Replication Across the Country

The MongoDB .NET driver recently had an issue reported that turned out to be a bug on our part. It is a subtle bug that wouldn’t have shown up except for in a specific replica set configuration. I’ll first discuss the new behavior in 1.6 regarding read preferences for replica set members and then discuss the configuration and what actually happened.

Replica sets are the MongoDB name for a group of servers that have one primary and N secondaries. Standard setups usually include 3 replica set members, 1 primary and 2 secondaries. All write operations go to the primary and all reads are governed by the stated read preference and tagging. Together, read preferences and tagging form a way of targetting a specific server or a group of servers in the cluster for reads. In a heavy read/write environment where not-immediately up-to-date reads are valid (most scenarios actually fall into this camp), then a way to load balance your cluster is to allow secondaries to serve up data for reading while the primary takes care of writing.

There are a number of read preferences, Primary, PrimaryPreferred, Secondary, SecondaryPreferred, and Nearest. SecondaryPreferred means to read from a secondary if one is available, otherwise, read from a primary. In addition, when choosing a secondary, we only consider secondaries within 15 milliseconds (by default) of the lowest secondary ping time. We do this to ensure that your reads are generally as fast as possible.

For example, in the setup below with 4 secondaries and one primary, we’d randomly choose from servers B, C, and E when using the SecondaryPreferred read preference. D would be excluded because it’s ping time is 17ms behind that of the lowest secondary’s ping time.

Server   Type       Ping Time
A           Primary       3ms
B          Secondary   7ms
C          Secondary   2ms
D          Secondary   19ms
E          Secondary   11ms

Cloud providers like EC2 and Azure offer the possiblity to stand-up replica set members in different regions of the country. This is great because when an entire region goes down, your app can still function by reading off the servers in other regions of the country. In the case of the bug mentioned at the top of this post, a 2 member replica set existed where the primary was in Region 1 and a secondary was in Region 2. In addition, the web application was located in Region 1. Using the read preference SecondaryPreferred, every single read will have to exit Region 1 and go all the way to Region 2 to get data. This distance imposed a ~100ms penalty.

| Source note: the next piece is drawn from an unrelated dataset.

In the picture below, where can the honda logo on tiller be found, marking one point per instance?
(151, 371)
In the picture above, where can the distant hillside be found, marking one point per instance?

Our bug manifested itself because of this ping time lag in the regions. Even though we were supposed to choose the secondary, we didn’t because it’s ping time was so much slower than that of the primary. The fix for us is easy, but the customer has to wait for us to fix it. Hence, we suggested a better setup of the cluster to remedy the problem in the mean time. Simply setting up a new secondary in Region 1 will send all reads to this secondary, all writes to the primary, and the secondary in Region 2 is used for failover and backup. I’d actually suggest this setup regardless of the bug.

We’ll be fixing this bug in version 1.6.1, but be aware of your lag times when using disparate data centers.